Międzynarodowa Agencja Energetyczna (MAE; International Energy Agency – IEA) opublikowała raport Sieci elektroenergetyczne i bezpieczna transformacja energetyczna (Electricity Grids and Secure Energy Transitions) pokazujący, że zapobieganie zmianom klimatu, powodzenie globalnej transformacji energetycznej zależy także od sieci. 

Ziemię oplata już około 80 mln kilometrów sieci energetycznych, a to nie koniec

MAE wskazuje, że globalnie w ciągu ostatnich pięciu dekad sieć elektroenergetyczna stale się rozwijała, w tempie około 1 mln km rocznie. Większość tej ekspansji miała miejsce w sieciach dystrybucyjnych, które stanowią około 93 proc., a linie przesyłowe to pozostałe 7 proc. całkowitej długości sieci.

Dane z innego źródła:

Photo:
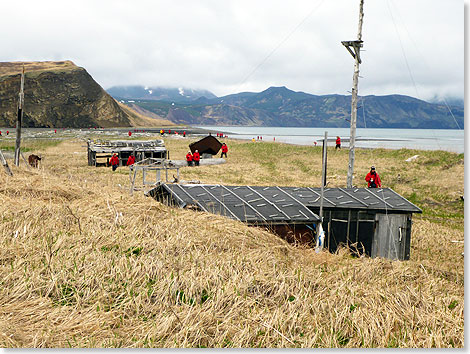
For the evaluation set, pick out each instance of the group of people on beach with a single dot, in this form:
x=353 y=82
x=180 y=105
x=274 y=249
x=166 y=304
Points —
x=193 y=159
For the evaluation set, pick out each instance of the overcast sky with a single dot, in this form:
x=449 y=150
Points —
x=411 y=47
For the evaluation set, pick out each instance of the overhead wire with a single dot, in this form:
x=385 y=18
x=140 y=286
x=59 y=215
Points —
x=281 y=42
x=423 y=59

Ta jest już niebagatelna. MAE podała, że w 2021 roku na całym świecie istniało prawie 80 mln km napowietrznych i podziemnych linii energetycznych o różnych poziomach napięcia.

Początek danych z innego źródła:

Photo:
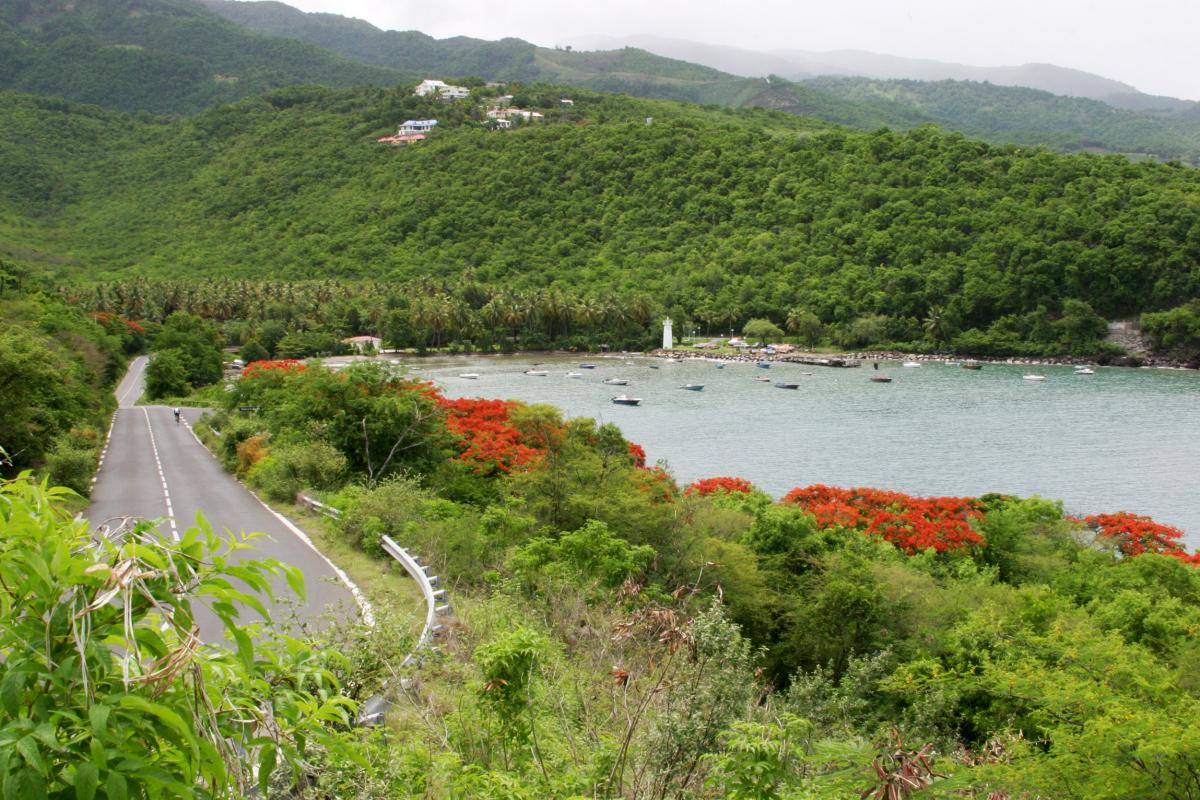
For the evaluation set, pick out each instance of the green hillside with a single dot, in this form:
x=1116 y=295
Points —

W większości rozbudowa sieci dotyczyła dystrybucji w krajach EMDEs (emerging market and developing economies – rynki rosnące i rozwijające się gospodarki). Ich długość wzrosła o ponad 40 proc. w ciągu ostatniej dekady i została prawie podwojona w ciągu ostatnich 25 lat, odgrywając kluczową rolę w zapewnieniu wielu ludziom po raz pierwszy dostępu do energii elektrycznej. 

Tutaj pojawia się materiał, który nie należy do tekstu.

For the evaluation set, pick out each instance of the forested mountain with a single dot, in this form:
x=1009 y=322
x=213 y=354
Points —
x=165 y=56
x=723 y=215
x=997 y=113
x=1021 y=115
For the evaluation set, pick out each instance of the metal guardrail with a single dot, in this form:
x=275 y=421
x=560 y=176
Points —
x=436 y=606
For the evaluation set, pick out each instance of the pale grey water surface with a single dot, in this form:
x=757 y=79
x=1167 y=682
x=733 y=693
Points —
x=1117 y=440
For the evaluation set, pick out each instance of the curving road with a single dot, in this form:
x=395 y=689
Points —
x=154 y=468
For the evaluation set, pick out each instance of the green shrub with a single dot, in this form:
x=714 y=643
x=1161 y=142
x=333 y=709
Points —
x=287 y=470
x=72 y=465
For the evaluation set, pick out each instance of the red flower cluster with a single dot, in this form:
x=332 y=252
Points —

W gospodarkach rozwiniętych dostęp do energii elektrycznej jest już bliski 100 proc., więc w ciągu ostatnich dziesięciu lat odnotowały przyrost długości linii dystrybucyjnych o dość skromne ponad 9 proc. USA dodały w tym okresie około 925 tys. km nowych linii dystrybucyjnych, a kraje Unii Europejskiej około 715 tys. km.

Inwestycje zatem nie omijały sieci, ale jak się wydaje, po prostu nie antycypowały wysokiej  dynamiki rozwoju OZE, wielkich zmian w paliwowej strukturze wytwarzania energii elektrycznej związanej z polityką klimatyczną. 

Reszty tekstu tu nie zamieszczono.